There was evil, and I created good and light because of it.

This week I also heard an interview of parents of a first-grader murdered in the Sandy Hook shooting. My first thought, upon hearing the interview, was: “How can it be that little kids were murdered? How awful.” Then I heard the parents reacting to the horrific with goodness and light. “Ben loved lighthouses,” they said. “And we wonder if God made it that way, because now he is our light, guiding us towards kindness and goodness.” They reacted to the ugliness with wanting to do more good. What can we do in the face of evil? Create more good.

This week I saw a lot of nasty. The next case in point was a client whose father runs a business and is stealing money (lots of money) from his own children’s salaries. My first reaction, upon hearing this, was, “What kind of father steals money from his own kids?” My second realization was that the child, sitting there in front of me in my office, was upset and sad (and wanted to protect his income), but he was not bitter, spiteful, or angry. That’s goodness in the face of evil. That’s filling the world with light when others are trying to fill it with blackness and darkness.

We just moved into a new house. And my job now is to put blue painter’s tape everywhere where there are mistakes or defects. Every time I have to spend a couple of hours looking for the negative, I get really down. When I shared my discomfort with my son, he advised me, “Even though you have to spend time in the negative, marking the defects, each time you mark a problem on the wall or on the window frame, you could just be grateful for all the other parts of the wall or the window frame that don’t have defects.”

I’m on a life’s mission to look for the good. To recognize the good. To be grateful for the good.

This week also, my special needs sister contracted pneumonia, which is an infection of the lungs. When I arrived at the hospital to make sure they were taking care of her well, she looked really uncomfortable and her breathing was labored. My first reaction was, “Why does a handicapped woman who already has discomfort and pain in her life have to have pneumonia on top of it all? She already can’t speak or walk. Now this? WHY?” And my heart hurt. That was my first piece of good I put into the world in response to her pain.

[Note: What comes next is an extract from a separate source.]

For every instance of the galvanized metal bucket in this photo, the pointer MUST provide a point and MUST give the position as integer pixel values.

The second piece of good was a really good one. It was recognizing the good that came out of the pain. Saturday night, by the time the Sabbath was over, it was snowing really heavily and I knew I wouldn’t make it the 2 hours to the hospital by the time visiting hours were over. So I called our cousin who lives near the hospital to see if he could go check in on my sister. He couldn’t make it because his car and driveway and roads near his house were totally snowed in. So he called his brother, but he couldn’t make it because he had had surgery and was still recovering. So his brother called their nieces, who live close enough to the hospital to walk over – no snow tires required. Not only did they go and check on my sister, they also stayed for an hour and sang to her! That’s goodness in the face of pain.

So my answer to you? There is pain and suffering and evil and nasty. Your feeling hurt for the hurt and sadness of the downtrodden is already creating good in the face of evil. And if you look around the world, you’ll see lots of people creating good in the face of evil. Your recognizing that can uplift your spirit at least as much as the nasty people bring it down. And uplifting your spirit creates even more good, in a never-ending cycle of goodness in response to evil, light in response to darkness, healing and soothing in response to pain.

There is another really important point, too, which will help you relax.  People freely choose to do good or evil.  And it‘s a real shame when they choose bad over good.  BUT, over and above it all, God is the final arbiter. Nothing can ever happen to anyone that God doesn’t allow.  Even if someone chooses to dole out pain, God decides who needs that pain and who needs to be protected from it.  As awful as pain and hurt are, God ultimately decides what we need, to make us stronger, more sensitive, better people. 

What can we do in the face of evil?  Kill it with kindness and blind it with light.